Акамие высвободился, сел напротив царя.
— Мне известно немного. Царевич хотел отложить свадьбу, но не решился возражать тебе.
— Отложить свадьбу? Я думал, ему не терпится развязать свой пояс…
— Господин! Твой сын полагал, что ему легче отказаться от неизведанных радостей, чем от того, к чему он уже имел бы привычку. К тому же свадьба — дело долгое, и негоже оставлять жену, едва женившись.
— Это все разумно, — снова нахмурился царь, — но ты не называешь причины.
— Царевич поклялся все разузнать о солнечной деве-воительнице, слухи о которой достигли его ушей. Он отправился в Аттан…
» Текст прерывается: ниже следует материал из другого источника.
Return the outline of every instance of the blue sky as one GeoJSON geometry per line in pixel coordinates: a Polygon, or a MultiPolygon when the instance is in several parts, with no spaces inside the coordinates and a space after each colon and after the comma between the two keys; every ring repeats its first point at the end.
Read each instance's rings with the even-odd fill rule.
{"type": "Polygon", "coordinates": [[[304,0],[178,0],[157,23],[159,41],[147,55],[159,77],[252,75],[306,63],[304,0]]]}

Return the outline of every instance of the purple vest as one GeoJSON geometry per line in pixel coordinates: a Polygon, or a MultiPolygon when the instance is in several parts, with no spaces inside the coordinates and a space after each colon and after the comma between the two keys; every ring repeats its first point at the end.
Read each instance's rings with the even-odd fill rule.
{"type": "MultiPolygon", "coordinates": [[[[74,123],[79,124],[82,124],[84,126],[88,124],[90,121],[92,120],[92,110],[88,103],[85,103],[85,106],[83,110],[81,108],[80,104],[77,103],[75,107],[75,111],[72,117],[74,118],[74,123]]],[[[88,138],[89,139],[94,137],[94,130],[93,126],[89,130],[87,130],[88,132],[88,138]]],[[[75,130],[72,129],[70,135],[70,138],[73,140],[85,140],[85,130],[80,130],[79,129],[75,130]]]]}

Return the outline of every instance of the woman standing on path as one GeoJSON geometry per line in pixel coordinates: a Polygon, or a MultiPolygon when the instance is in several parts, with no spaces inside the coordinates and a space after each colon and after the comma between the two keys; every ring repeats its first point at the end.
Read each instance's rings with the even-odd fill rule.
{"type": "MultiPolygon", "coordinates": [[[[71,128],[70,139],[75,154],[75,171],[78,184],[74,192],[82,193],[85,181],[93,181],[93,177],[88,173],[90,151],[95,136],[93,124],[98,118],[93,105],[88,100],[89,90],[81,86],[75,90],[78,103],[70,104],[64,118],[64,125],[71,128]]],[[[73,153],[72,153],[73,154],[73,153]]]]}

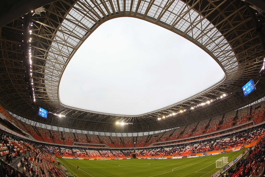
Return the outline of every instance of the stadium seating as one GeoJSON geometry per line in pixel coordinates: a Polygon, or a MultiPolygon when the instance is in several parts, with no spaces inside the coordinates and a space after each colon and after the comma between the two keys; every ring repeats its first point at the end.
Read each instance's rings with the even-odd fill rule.
{"type": "Polygon", "coordinates": [[[210,133],[217,131],[222,118],[222,116],[220,115],[212,118],[209,123],[209,127],[206,130],[205,133],[210,133]]]}
{"type": "Polygon", "coordinates": [[[123,153],[120,151],[113,150],[111,151],[114,155],[117,158],[126,157],[123,153]]]}
{"type": "Polygon", "coordinates": [[[121,137],[121,138],[124,142],[124,145],[125,147],[133,147],[133,136],[125,136],[121,137]]]}
{"type": "Polygon", "coordinates": [[[184,130],[184,132],[180,137],[179,139],[185,138],[191,136],[193,133],[192,132],[192,130],[195,127],[197,123],[197,122],[196,122],[188,125],[184,130]]]}
{"type": "Polygon", "coordinates": [[[179,128],[176,128],[171,136],[168,139],[168,140],[170,141],[178,139],[180,133],[184,130],[185,127],[186,127],[185,126],[182,126],[179,128]]]}
{"type": "Polygon", "coordinates": [[[62,140],[61,131],[51,130],[51,133],[55,143],[59,144],[63,144],[62,140]]]}
{"type": "Polygon", "coordinates": [[[73,148],[73,151],[75,157],[88,157],[87,154],[85,150],[82,148],[73,148]]]}
{"type": "Polygon", "coordinates": [[[36,127],[36,128],[39,132],[42,138],[45,142],[53,143],[51,138],[51,135],[48,130],[37,127],[36,127]]]}
{"type": "Polygon", "coordinates": [[[60,148],[63,156],[70,157],[73,157],[74,156],[72,149],[66,147],[61,147],[60,148]]]}
{"type": "Polygon", "coordinates": [[[74,141],[73,133],[70,132],[63,132],[65,143],[67,145],[72,145],[74,141]]]}
{"type": "Polygon", "coordinates": [[[265,112],[265,102],[263,102],[252,105],[251,115],[255,124],[261,123],[264,117],[265,112]]]}
{"type": "Polygon", "coordinates": [[[99,142],[99,139],[97,135],[88,135],[89,141],[90,143],[93,144],[101,144],[99,142]]]}
{"type": "Polygon", "coordinates": [[[109,150],[99,150],[98,151],[101,155],[105,158],[115,158],[115,157],[109,150]]]}
{"type": "Polygon", "coordinates": [[[85,151],[92,159],[96,159],[97,157],[102,157],[102,156],[96,150],[86,149],[85,151]]]}
{"type": "Polygon", "coordinates": [[[197,125],[196,131],[193,133],[193,136],[201,135],[206,126],[209,123],[209,121],[210,119],[208,119],[200,121],[197,125]]]}
{"type": "Polygon", "coordinates": [[[99,135],[98,137],[101,141],[102,144],[106,144],[109,147],[115,147],[114,144],[111,142],[111,140],[109,137],[106,136],[101,136],[99,135]]]}
{"type": "Polygon", "coordinates": [[[221,125],[220,130],[224,130],[232,127],[233,119],[235,117],[236,113],[236,111],[232,111],[225,114],[223,123],[221,125]]]}
{"type": "Polygon", "coordinates": [[[248,122],[250,114],[250,107],[247,107],[238,110],[238,118],[236,125],[239,125],[248,122]]]}
{"type": "Polygon", "coordinates": [[[88,140],[85,134],[77,133],[75,133],[76,137],[78,139],[78,142],[83,143],[88,143],[88,140]]]}
{"type": "Polygon", "coordinates": [[[148,141],[147,138],[148,137],[148,136],[146,135],[137,137],[136,147],[144,147],[148,141]]]}
{"type": "Polygon", "coordinates": [[[119,137],[117,136],[111,136],[110,137],[110,138],[112,140],[112,142],[114,144],[113,145],[115,146],[115,147],[118,148],[124,148],[124,147],[121,143],[121,140],[119,137]]]}

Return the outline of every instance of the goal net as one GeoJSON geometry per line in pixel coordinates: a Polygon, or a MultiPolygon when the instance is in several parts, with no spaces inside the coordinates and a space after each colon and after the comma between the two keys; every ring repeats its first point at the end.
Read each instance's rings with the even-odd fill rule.
{"type": "Polygon", "coordinates": [[[216,161],[216,168],[221,168],[223,167],[225,165],[228,163],[227,159],[228,157],[223,157],[222,158],[217,160],[216,161]]]}

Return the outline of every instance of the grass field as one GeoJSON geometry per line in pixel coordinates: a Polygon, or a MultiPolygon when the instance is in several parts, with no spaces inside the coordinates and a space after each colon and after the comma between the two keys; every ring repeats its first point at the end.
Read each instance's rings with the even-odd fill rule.
{"type": "Polygon", "coordinates": [[[178,159],[130,159],[89,160],[59,159],[60,165],[65,165],[69,176],[77,177],[209,177],[220,170],[215,161],[223,156],[234,160],[240,151],[195,158],[178,159]],[[78,169],[77,166],[79,167],[78,169]]]}

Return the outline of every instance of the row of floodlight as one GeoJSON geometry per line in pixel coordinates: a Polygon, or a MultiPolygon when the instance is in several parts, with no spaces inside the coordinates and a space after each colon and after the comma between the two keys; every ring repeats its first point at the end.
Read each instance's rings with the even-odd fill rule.
{"type": "MultiPolygon", "coordinates": [[[[231,93],[231,94],[232,93],[231,93]]],[[[189,108],[189,109],[190,110],[193,110],[196,108],[199,107],[201,106],[203,106],[206,105],[209,105],[209,104],[211,104],[211,103],[215,101],[216,101],[216,100],[218,100],[220,99],[223,99],[224,97],[226,97],[227,95],[228,95],[228,94],[223,94],[222,95],[217,97],[216,98],[211,99],[205,102],[202,103],[201,103],[197,104],[196,106],[191,107],[189,108]]],[[[172,116],[176,115],[185,112],[187,110],[188,110],[187,109],[185,109],[183,110],[181,110],[177,112],[173,112],[172,113],[171,113],[170,114],[169,114],[167,115],[164,115],[162,117],[158,118],[157,118],[157,120],[160,120],[161,119],[164,119],[168,117],[170,117],[172,116]]]]}
{"type": "Polygon", "coordinates": [[[259,71],[259,73],[261,72],[262,70],[263,70],[265,68],[265,57],[264,57],[264,59],[263,60],[263,65],[262,65],[262,67],[261,68],[261,69],[259,71]]]}
{"type": "Polygon", "coordinates": [[[53,113],[53,112],[51,112],[49,111],[49,113],[50,114],[52,114],[53,115],[54,115],[56,116],[58,116],[59,117],[65,117],[65,115],[62,115],[61,114],[56,114],[56,113],[53,113]]]}

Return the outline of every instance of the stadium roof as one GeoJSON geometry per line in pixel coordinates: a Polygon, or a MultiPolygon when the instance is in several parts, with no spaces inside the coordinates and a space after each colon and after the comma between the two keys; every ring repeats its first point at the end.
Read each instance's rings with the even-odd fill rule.
{"type": "Polygon", "coordinates": [[[264,70],[260,72],[265,54],[261,0],[251,2],[254,5],[239,0],[53,1],[10,1],[2,6],[0,104],[18,116],[71,129],[143,132],[197,122],[265,96],[264,70]],[[99,25],[121,17],[146,20],[189,40],[215,60],[225,77],[196,95],[143,115],[114,115],[62,105],[58,86],[71,58],[99,25]],[[257,89],[244,97],[242,87],[251,79],[257,89]],[[43,119],[38,115],[39,106],[65,117],[49,113],[43,119]],[[129,124],[121,126],[117,122],[129,124]]]}

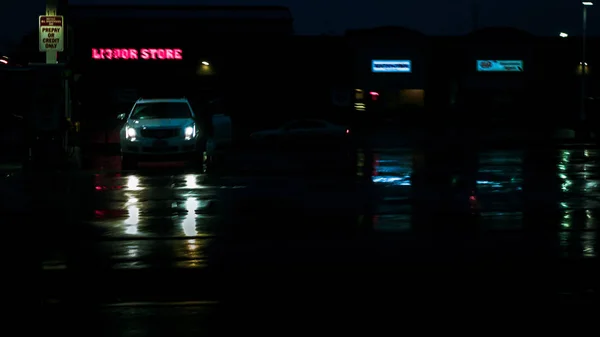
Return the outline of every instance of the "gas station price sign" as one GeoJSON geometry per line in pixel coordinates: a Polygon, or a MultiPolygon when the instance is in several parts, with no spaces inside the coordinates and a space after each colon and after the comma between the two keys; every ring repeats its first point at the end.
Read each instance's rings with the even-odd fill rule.
{"type": "Polygon", "coordinates": [[[62,15],[40,15],[40,51],[62,52],[65,49],[64,18],[62,15]]]}

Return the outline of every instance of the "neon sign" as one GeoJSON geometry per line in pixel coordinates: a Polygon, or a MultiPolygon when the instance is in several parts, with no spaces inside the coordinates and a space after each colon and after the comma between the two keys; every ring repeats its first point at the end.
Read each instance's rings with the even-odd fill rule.
{"type": "Polygon", "coordinates": [[[93,60],[183,60],[181,49],[92,48],[93,60]]]}

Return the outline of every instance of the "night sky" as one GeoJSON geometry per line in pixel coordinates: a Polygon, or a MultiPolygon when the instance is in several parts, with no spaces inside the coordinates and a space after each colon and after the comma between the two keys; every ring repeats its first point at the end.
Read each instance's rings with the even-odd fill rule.
{"type": "MultiPolygon", "coordinates": [[[[291,9],[298,34],[341,34],[346,29],[405,26],[431,35],[460,35],[479,26],[513,26],[537,35],[580,35],[578,0],[71,0],[74,4],[282,5],[291,9]],[[325,5],[327,4],[327,5],[325,5]]],[[[588,10],[588,34],[600,35],[600,0],[588,10]]],[[[45,0],[3,0],[0,43],[16,42],[37,27],[45,0]]]]}

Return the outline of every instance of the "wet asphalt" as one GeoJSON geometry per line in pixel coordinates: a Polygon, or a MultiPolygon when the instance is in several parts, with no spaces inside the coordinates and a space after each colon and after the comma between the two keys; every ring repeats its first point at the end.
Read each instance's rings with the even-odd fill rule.
{"type": "Polygon", "coordinates": [[[37,224],[45,322],[64,333],[85,322],[98,335],[191,336],[242,329],[230,319],[277,330],[265,315],[297,324],[297,312],[308,325],[331,324],[330,310],[365,320],[398,303],[476,314],[597,300],[595,147],[351,158],[246,153],[204,173],[126,172],[97,155],[77,173],[4,174],[3,222],[37,224]]]}

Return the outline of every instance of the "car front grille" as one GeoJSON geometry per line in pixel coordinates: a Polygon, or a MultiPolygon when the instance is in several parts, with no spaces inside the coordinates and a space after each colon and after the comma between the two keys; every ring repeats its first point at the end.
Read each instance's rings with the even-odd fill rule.
{"type": "Polygon", "coordinates": [[[141,131],[142,137],[156,139],[177,137],[180,133],[180,129],[142,129],[141,131]]]}

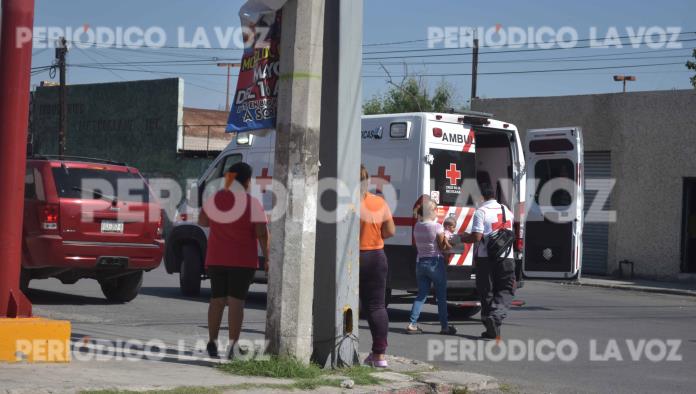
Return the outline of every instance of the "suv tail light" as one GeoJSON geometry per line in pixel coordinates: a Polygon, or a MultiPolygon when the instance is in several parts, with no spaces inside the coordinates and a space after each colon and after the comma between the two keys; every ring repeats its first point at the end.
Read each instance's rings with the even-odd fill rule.
{"type": "Polygon", "coordinates": [[[160,211],[160,218],[157,221],[157,238],[162,238],[162,235],[164,234],[164,229],[162,228],[163,223],[164,223],[164,212],[160,211]]]}
{"type": "Polygon", "coordinates": [[[47,204],[39,210],[39,223],[43,230],[58,230],[59,207],[56,204],[47,204]]]}

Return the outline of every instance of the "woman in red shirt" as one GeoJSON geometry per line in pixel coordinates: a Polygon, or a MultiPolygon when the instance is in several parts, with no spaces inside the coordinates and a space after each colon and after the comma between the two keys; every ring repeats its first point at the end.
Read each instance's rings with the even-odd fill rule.
{"type": "Polygon", "coordinates": [[[225,173],[225,187],[203,204],[198,224],[210,227],[205,266],[210,277],[208,354],[218,356],[217,337],[225,305],[229,320],[229,358],[239,340],[244,301],[259,267],[257,244],[268,272],[269,232],[261,203],[249,193],[252,168],[237,163],[225,173]]]}

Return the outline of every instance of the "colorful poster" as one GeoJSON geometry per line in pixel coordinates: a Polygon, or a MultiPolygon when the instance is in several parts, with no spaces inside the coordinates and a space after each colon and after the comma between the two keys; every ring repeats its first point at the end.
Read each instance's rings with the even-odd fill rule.
{"type": "MultiPolygon", "coordinates": [[[[276,3],[282,5],[282,2],[276,3]]],[[[251,0],[240,10],[240,18],[246,46],[226,131],[234,133],[275,129],[281,10],[279,6],[268,6],[251,0]]]]}

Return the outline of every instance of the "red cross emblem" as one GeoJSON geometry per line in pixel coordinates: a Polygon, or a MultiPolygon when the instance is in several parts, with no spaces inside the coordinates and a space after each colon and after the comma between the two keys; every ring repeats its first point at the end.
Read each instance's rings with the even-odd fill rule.
{"type": "Polygon", "coordinates": [[[377,185],[377,193],[382,193],[382,186],[391,181],[391,176],[387,175],[386,167],[377,168],[377,175],[370,175],[370,183],[377,185]]]}
{"type": "Polygon", "coordinates": [[[256,184],[261,188],[261,193],[266,193],[266,188],[271,185],[273,177],[268,175],[268,168],[261,170],[261,176],[256,177],[256,184]]]}
{"type": "Polygon", "coordinates": [[[457,181],[462,179],[462,172],[457,169],[455,163],[451,163],[449,170],[445,172],[445,178],[450,180],[450,186],[457,186],[457,181]]]}
{"type": "Polygon", "coordinates": [[[505,218],[505,219],[507,219],[507,221],[506,221],[505,223],[503,223],[503,214],[502,214],[502,213],[499,213],[499,214],[498,214],[498,221],[495,222],[495,223],[493,223],[493,224],[491,224],[491,230],[493,230],[493,231],[498,231],[498,230],[500,230],[501,228],[509,228],[509,229],[512,229],[512,220],[510,220],[510,219],[508,219],[508,218],[505,218]]]}

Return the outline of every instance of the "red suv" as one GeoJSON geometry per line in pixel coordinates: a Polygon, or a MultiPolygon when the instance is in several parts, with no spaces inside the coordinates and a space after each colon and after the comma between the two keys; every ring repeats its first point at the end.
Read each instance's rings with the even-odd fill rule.
{"type": "Polygon", "coordinates": [[[162,211],[137,169],[86,158],[31,157],[24,181],[21,285],[96,279],[106,298],[138,295],[162,260],[162,211]]]}

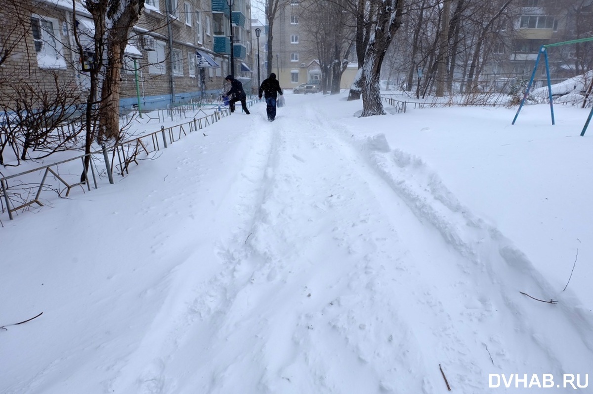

— Ночной дух похитил его разум! Чего бы ему искать в Аттане?
— Жены! — вдохновенно солгал Акамие, не успев измыслить другой причины. — Царевич поклялся, что разыщет золотоволосую наследницу аттанских царей и возьмет ее в жены…
Царь с чувством покачал головой.
— И рука Судьбы не остановит мальчишку! Бросить невесту в опочивальне, невинную и хорошего рода, чтобы гоняться по степям за бродяжкой, проводящей дни и ночи среди мужчин!
Злобно раздув ноздри, он набросился на Акамие
— И ты знал! И не предупредил меня! Почему? — вскочил, сжав кулаки, но, мотнув головой, обуздал ярость и повторил ровным, не предвещающим ничего хорошего голосом: — Почему не сказал мне?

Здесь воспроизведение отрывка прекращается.